Sir Geoffrey dissents
I have seen a number of reports describing the budget which I presented [in March] as "deflationary." Indeed, some have suggested that we are repeating the mistakes of the 1930s in the reducing the government's deficit at a time of already severe recession.
I do not accept this analysis at all. I suspect it is based on consideration of the budget's tax increases in isolation. It ignores the overall fiscal changes, including expenditure increases due to the recession, and completely fails to take account of our overall economic strategy.
We came to office at a time when the British economy had been declining for many years relative to the other industrial economies, with both inflation and unemployment on a rising trend over a period of years. We had to tackle long-standing and deep-seated problems. But we recognized -- unlike some of our predecessors -- that the power of government to secure economic success was limited.
Our strategy was therefore to create the right conditions for a return to steady growth. First, inflation had to be controlled. Second, the supply side of the economy had to be improved by reducing the burden represented by the public sector and by removing unnecessary controls. We have made good progress in both.
The British economy has shown a chronic tendency to experience higher inflation rates than most other industrialized countrieS. This means we must put the defeat of inflation first, ahead even of the important goal of reducing the burdent of taxation on the supply side of the economy.
It would be criminal to slacken off at this stage, despite the high level of unemployment -- which has arisen partly from the world recession and the oil price-rise and partly from excessive increases in UK wages. The budget measures were part of a medium-term strategy. They were designed to consolidate our success in reducing the inflation rate. That is the context in which they should be seen.
The tax increases also have to be set alongside our expenditure decisions. Last year we made plans which allowed for a fiscal deficit in 1981-82 of L7.5 billion. This year we have raised that to L10.5 billion. The additional L3 billion reflects the effect of the recession on spending and taxation. There is nothing deflationary about that.

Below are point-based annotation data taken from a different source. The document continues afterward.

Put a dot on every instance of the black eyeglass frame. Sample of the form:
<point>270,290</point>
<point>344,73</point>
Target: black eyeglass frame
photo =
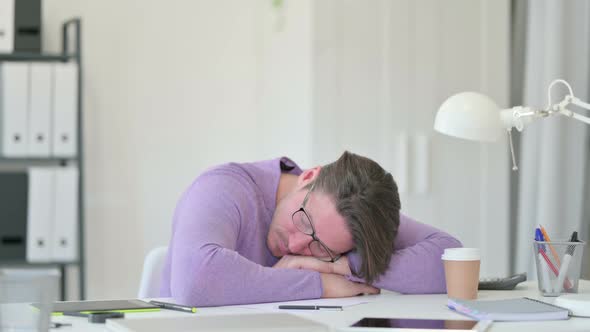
<point>333,258</point>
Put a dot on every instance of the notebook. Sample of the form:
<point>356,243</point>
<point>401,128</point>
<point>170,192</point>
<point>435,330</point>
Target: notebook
<point>509,310</point>
<point>104,305</point>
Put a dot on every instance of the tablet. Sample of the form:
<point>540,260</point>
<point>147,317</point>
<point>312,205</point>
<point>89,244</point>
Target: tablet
<point>418,324</point>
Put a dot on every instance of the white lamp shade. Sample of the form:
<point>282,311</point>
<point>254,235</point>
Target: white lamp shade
<point>469,115</point>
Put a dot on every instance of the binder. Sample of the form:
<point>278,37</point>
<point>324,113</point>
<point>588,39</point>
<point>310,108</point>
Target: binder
<point>14,86</point>
<point>40,109</point>
<point>40,214</point>
<point>7,14</point>
<point>65,231</point>
<point>65,102</point>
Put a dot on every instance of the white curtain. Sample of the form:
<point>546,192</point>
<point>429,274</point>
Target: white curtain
<point>553,152</point>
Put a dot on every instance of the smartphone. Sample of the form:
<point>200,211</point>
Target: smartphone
<point>431,324</point>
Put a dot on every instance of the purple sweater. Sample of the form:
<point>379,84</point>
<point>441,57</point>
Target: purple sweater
<point>218,253</point>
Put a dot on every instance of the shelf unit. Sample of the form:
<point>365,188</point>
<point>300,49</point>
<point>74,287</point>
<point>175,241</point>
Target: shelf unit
<point>71,51</point>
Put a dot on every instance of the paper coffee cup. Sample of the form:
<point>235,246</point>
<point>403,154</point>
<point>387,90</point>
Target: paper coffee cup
<point>462,272</point>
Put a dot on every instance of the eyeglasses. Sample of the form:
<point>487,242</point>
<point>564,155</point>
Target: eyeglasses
<point>303,223</point>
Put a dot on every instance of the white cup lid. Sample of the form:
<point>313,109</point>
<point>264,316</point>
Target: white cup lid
<point>461,254</point>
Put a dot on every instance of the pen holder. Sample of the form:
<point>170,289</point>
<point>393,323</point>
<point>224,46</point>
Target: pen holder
<point>558,266</point>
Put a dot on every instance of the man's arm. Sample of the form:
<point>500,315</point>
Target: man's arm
<point>205,268</point>
<point>415,266</point>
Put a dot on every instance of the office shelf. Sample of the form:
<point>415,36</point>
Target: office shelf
<point>70,52</point>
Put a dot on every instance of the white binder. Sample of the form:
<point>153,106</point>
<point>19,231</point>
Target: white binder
<point>65,231</point>
<point>14,90</point>
<point>40,109</point>
<point>65,102</point>
<point>7,26</point>
<point>40,214</point>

What I did do, faced with the prospect of a deficit of about L14 billion on unchanged tax rates, was to take sensible action to bring it down to L10.5 billion. Not to have done so, or still more to have expanded the growing requirement, as some have suggested, would have prevented us from cutting interest rates and risked reversing our successes against inflation.
Our main weapon in the fight against inflation remains sustained control of monetary growth -- whose importance is of course widely recognized in the US and almost everywhere in the world except in certain British universities. Over the last few months, recorded monetary growth has slowed, a we predicted lat autumn. This has enabled us to reduce interest rates, which are now lower in the United States.
As for public expenditure, despite difficulties, we have also achieved a lot. We have set ourselves a more ambitious objective than most countries: we plan a lower volume of spending at the end of this Parliament than we had at the beginning. We have made a lot of progress. Total public expenditure this year will be some 5 percent below the level planned by the previous administration.
This will help us continue the task of reducing the burden of direct taxation. In my first budget I reduced the standard rate of income tax, reduced the maximum marginal rate of earnings from 83 percent to 60 percent, and uprated the thresholds at which tax becomes payable at the various rates by anything from 18 percent to 50 percent. Last year I increased allowances by about 18 percent. I was not able to increase them again this year, but the rates of income tax have n ot been increased either.